With shackled feet and closed eyes, pilgrims walk toward the tomb of Pir Imam Shah Bawa, a Sufi saint. If the shackles disentangle on their own as the devotees take their first few steps, the faithful here – Hindus and Muslims alike – believe their prayers will come true.
"Faith can move mountains," says Mohan Majhi, a resident of Pirana in India's Gujarat state. He says his chains disentangled thirteen years ago, and his prayer for a son was granted. Now, kneeling on the dusty floor of the 600-year-old syncretic shrine, Mr. Majhi is praying for peace between Hindus and Muslims who are fighting to control this religious common ground.
Eager to slough off the shrine's Muslim identity after the Gujarat riots of 2002, Hindu devotees of the saint built a barbed-wire fence between the shrine and the mosque that was originally built in the same complex. Muslims and Hindus then accused each other of stealing religious items and are now locked in a bitter court battle, each claiming the shrine is rightfully theirs.
The divisions over the shrine are a microcosm for the polarization within Gujarat, where religious segregation is expanding not only to places of worship, but also neighborhoods, schools, and workplaces. At the entrance of some villages, gaily painted message boards have sprung up since the riots that read: "Welcome to this Hindu village in the Hindu nation of Gujarat."

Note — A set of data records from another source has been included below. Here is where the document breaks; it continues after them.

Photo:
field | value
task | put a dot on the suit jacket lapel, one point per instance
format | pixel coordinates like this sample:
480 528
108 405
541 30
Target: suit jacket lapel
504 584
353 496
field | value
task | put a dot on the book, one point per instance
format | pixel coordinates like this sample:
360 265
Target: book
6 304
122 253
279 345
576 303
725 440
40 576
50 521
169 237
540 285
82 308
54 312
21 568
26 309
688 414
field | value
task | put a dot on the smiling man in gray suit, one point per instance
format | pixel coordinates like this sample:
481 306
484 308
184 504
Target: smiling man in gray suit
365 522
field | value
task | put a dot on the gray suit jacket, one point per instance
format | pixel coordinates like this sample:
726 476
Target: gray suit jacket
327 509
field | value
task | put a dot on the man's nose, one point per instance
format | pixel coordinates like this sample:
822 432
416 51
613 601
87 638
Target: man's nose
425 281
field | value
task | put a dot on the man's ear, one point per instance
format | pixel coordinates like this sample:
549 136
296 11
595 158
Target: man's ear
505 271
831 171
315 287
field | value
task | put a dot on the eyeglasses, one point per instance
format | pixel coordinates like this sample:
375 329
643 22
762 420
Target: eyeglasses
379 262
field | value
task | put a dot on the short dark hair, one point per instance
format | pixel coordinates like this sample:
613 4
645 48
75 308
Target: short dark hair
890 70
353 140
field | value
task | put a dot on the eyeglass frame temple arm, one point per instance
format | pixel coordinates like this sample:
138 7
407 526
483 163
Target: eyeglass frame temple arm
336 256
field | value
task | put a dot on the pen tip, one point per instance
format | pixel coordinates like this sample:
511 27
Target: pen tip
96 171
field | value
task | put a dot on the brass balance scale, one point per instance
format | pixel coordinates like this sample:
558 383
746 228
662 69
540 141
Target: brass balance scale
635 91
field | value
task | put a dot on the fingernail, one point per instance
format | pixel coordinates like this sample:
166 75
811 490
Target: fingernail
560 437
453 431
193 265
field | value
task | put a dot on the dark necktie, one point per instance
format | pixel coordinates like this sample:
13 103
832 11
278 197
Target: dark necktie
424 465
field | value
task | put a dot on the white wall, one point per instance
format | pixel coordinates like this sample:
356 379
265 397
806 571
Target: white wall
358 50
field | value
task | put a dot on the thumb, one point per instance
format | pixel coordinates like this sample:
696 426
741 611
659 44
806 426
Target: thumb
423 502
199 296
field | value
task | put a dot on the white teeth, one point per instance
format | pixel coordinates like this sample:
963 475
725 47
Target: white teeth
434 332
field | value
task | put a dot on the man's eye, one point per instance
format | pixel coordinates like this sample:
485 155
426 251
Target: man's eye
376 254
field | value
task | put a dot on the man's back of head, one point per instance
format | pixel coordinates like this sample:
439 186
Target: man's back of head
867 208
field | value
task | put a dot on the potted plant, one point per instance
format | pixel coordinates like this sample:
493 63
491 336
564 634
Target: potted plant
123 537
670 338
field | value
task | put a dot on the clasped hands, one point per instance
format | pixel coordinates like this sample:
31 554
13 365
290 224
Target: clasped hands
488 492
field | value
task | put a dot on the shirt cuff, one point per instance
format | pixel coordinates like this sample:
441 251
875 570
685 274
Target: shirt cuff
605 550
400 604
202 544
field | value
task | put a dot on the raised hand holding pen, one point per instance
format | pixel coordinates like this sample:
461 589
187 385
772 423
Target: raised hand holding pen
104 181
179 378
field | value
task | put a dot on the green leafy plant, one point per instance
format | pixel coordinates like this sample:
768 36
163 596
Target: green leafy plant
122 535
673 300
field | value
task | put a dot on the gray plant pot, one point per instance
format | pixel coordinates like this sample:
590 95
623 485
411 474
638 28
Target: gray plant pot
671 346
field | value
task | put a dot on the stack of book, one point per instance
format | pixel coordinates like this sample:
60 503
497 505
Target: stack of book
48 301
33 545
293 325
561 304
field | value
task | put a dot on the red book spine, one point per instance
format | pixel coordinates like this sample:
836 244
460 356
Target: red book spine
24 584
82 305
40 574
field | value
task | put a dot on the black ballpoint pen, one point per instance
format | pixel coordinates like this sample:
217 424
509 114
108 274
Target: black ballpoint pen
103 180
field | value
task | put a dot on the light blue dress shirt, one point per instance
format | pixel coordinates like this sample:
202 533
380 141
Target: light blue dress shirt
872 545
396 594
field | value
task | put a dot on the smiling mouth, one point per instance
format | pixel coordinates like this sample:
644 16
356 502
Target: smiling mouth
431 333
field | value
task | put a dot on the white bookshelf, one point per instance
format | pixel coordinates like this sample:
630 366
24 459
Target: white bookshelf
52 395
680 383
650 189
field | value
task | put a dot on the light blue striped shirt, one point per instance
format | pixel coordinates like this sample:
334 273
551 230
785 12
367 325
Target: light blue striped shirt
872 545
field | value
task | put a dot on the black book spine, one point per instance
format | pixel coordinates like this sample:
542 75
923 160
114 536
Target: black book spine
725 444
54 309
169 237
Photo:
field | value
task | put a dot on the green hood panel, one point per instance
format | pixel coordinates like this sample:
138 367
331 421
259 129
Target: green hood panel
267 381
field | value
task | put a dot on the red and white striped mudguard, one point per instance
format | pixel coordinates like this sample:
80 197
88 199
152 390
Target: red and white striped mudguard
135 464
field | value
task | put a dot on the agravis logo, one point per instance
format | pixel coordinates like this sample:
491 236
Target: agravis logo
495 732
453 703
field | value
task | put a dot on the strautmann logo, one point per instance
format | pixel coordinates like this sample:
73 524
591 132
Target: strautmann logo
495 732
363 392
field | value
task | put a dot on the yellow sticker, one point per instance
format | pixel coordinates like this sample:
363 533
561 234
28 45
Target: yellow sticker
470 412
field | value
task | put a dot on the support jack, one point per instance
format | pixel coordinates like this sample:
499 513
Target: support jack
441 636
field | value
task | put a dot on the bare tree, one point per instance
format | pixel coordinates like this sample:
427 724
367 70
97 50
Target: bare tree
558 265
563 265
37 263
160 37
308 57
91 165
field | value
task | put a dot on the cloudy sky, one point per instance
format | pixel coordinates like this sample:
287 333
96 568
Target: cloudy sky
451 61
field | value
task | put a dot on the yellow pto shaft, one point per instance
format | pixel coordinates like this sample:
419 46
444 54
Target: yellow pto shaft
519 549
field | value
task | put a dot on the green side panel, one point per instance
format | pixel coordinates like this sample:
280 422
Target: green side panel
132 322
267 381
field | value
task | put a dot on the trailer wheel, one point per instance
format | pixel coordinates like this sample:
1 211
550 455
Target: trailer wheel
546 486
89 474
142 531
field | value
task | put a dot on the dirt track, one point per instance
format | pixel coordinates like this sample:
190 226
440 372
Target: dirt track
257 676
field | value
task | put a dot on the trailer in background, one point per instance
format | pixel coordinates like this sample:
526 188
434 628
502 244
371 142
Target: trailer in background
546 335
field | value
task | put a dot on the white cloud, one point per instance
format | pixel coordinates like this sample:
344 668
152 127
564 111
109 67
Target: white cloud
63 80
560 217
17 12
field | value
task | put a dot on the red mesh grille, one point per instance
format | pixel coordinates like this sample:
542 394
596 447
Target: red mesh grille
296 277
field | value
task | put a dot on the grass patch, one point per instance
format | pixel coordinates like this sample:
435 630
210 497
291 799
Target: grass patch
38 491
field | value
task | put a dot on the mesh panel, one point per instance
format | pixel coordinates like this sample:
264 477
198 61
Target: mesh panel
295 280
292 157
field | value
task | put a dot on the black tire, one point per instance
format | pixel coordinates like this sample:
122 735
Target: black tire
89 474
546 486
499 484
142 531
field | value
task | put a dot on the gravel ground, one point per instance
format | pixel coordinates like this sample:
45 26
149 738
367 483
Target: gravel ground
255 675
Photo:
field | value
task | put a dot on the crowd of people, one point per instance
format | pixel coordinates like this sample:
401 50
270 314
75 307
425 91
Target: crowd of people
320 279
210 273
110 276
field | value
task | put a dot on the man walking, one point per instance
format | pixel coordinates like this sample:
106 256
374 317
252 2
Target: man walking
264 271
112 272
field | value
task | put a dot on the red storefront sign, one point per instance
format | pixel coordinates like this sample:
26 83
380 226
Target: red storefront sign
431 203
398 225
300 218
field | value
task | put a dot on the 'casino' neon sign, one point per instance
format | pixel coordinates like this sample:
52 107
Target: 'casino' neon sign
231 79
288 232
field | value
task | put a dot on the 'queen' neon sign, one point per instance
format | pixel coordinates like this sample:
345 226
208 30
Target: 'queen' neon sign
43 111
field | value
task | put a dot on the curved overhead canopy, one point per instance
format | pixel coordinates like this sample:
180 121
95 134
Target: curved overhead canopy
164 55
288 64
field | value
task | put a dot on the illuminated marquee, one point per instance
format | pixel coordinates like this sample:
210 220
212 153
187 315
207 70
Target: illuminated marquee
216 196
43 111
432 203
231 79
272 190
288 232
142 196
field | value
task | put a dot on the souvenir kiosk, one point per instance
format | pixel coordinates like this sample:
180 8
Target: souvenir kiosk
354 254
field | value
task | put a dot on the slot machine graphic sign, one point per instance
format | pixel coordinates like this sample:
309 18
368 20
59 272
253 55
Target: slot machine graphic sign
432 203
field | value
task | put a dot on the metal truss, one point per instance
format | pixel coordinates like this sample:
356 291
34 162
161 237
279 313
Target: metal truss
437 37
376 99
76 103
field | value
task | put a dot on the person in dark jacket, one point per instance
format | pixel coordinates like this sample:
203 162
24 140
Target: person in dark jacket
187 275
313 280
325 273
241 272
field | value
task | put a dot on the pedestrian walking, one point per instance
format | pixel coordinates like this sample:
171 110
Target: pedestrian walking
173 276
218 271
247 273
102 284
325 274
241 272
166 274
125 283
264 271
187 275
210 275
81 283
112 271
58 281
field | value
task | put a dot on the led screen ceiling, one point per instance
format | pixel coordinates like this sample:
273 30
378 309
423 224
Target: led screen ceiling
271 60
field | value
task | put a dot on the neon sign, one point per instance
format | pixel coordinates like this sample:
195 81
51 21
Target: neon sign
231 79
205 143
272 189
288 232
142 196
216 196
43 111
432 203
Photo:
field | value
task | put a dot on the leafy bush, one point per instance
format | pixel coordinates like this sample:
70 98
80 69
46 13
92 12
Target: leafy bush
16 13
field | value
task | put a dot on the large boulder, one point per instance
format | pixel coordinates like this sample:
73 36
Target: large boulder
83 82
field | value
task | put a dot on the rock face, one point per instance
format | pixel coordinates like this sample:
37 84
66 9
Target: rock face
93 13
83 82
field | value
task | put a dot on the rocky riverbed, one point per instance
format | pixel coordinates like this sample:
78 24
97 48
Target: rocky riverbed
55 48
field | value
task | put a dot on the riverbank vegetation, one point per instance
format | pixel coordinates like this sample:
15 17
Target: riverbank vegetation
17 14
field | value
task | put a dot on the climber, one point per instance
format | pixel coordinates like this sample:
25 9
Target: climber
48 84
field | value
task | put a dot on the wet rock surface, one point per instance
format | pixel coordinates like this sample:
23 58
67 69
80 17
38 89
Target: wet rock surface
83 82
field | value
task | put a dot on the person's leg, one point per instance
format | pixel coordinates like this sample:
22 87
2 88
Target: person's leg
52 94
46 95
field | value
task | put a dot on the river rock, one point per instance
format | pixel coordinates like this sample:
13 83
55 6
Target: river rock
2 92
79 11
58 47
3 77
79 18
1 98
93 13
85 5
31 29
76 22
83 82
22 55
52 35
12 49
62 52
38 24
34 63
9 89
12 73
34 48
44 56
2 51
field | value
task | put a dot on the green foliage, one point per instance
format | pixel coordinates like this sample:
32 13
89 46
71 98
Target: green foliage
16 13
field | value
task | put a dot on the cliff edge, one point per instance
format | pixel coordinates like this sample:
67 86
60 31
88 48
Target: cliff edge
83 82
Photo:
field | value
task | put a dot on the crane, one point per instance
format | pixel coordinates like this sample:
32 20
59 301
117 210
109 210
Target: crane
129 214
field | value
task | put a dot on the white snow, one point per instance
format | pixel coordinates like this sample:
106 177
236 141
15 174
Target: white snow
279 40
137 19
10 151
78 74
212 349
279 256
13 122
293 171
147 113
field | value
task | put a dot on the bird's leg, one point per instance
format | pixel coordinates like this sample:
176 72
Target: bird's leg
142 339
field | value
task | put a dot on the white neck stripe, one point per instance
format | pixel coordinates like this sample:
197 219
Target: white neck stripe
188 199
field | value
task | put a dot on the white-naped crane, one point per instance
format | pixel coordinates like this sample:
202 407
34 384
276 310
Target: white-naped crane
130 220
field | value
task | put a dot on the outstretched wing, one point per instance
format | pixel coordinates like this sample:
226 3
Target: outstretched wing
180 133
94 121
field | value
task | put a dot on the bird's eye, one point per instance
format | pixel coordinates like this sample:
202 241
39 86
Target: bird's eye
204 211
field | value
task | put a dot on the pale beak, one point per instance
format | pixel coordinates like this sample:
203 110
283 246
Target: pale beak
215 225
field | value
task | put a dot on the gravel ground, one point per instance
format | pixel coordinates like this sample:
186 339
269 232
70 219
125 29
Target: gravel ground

Expressing concern over this increasing polarization, a recent report by a high level committee from the Indian Prime Minister's office, to be tabled in the Indian Parliament in October, states that Gujarat still hasn't recuperated from the riots in which over 1,000 people, mostly Muslims, were killed. The committee noted that several Gujarati cities and towns are sharply divided into Hindu and Muslim ghettoes. Muslims, a minority in the state, face social and economic boycott from society at large. The committee also observed that dropout rates of Muslim girls have risen. And there's a dismal representation of Muslims in public-sector jobs.